Looking After Crocheted Knits

Caring for crocheted and hand knitted items is as crucial as making them. These items are treasured heirlooms, and with proper care, last for many years. It is good to follow the care instructions that are printed on the yarn labels, or you may note them down for later use.  In fact, improper laundering and storage is the reason that the crocheted knits get damaged or ruined. The following tips can extend the knit’s life:

Storing Away

Firstly, any unused crocheted or knitted items should be stored in closed plastic bags so that it is free of dust and stays clean. Do not store them with other objects. Instead, store them with dried herbs such as sage and lavender or cedar balls, and enjoy the benefits of preventing pests.
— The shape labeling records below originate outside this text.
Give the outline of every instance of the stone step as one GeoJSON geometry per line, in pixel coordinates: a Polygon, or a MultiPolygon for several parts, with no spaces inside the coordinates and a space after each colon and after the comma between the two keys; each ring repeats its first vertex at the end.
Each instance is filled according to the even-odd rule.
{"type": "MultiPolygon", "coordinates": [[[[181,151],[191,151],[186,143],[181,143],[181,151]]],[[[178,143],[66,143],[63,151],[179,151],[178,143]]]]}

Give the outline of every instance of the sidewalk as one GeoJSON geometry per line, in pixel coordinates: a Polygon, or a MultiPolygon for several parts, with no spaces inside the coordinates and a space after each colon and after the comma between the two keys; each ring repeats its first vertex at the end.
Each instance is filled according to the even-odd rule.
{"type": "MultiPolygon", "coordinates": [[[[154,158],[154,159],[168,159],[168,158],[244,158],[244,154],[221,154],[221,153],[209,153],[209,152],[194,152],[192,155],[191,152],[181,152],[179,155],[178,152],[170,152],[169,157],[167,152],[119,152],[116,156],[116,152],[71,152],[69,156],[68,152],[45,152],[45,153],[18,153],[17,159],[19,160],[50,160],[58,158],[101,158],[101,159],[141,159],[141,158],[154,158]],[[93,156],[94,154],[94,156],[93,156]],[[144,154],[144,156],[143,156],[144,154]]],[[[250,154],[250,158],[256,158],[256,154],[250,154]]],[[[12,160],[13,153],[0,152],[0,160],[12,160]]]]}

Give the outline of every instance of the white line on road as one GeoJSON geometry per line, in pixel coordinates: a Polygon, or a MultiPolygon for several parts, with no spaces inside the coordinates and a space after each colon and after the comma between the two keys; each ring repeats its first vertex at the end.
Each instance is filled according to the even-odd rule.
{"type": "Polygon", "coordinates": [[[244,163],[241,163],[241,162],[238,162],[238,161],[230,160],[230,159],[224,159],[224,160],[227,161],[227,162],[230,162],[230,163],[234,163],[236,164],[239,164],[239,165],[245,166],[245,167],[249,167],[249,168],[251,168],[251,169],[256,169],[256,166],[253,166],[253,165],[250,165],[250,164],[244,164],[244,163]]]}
Essential oils also help repel moths. A few drops of lavender, rosemary, clove, cedarwood, sage or eucalyptus added to the knits will leave a pleasant fragrance and will help it stay fresh for a longer time.

Laundering Correctly

Laundering is essential for crocheted knit items. So, it is a must to check for laundering instruction on the yarn labels. There are washable yarns, and some include acrylics, cotton, and superwash wool that should be washed on the gentlest cycle when using a washing machine, in cold or warm water.  However, most wool items are hand washed in cold water as the washing machine agitation may harm the fibers. Laundry detergents are harsh on natural fibers.  It is best to choose a liquid soap or mild baby shampoo. Even using a detergent-free cleaner is recommended. However, some wool yarns are ideal for soaking or washing, but some can fade the yarn colors. Bear in mind to avoid chlorine bleach.

Using specialty detergents containing lanolin is good; it helps condition wool fibers, increases water resistance, and decrease static. However, after washing, rinse in cold water. There is no need to twist or wring out. You may dry it by rolling it in a towel for a few minutes. Unrolling the towel will give you fresh knits. Gently reshape them, smooth the wrinkles, if any, and leave it to air dry. Do not hang a knitted item to dry as it may stretch when wet. If you are unaware of the yarn type used, you can always get them dry-cleaned.

An example of a dry cleaning tag, photographed in St. Petersburg, Fla., on Friday, June 1, 2018. Chris Zuppa/The Penny Hoarder

Know the Symbols on the Label

The standard symbols on the yarn labels or even on the websites are:

  • Do not use bleach
  • Machine washable at 30°C maximum on delicate or wool program.
  • Avoid using fabric softener for crocheted knits.
  • Handwash in luke-warm water. Carefully, wash and rinse as per the recommended temperature.
  • Remove the excess water by squeezing and not wringing. Wrap the garment in a soft towel.
  • Keep low temperature for machine dry or spin dry.
  • Do not steam or iron.
  • Iron at low temperatures
  • Dry flat, away from heat and light.

Caring for your creations is a must.  In case, you are giving the knit away as a gift, make your own care tag and attach, so the recipient will know how to take care of it. If you have used buttons in your work, attach an extra button on the inside, it will be useful as a replacement.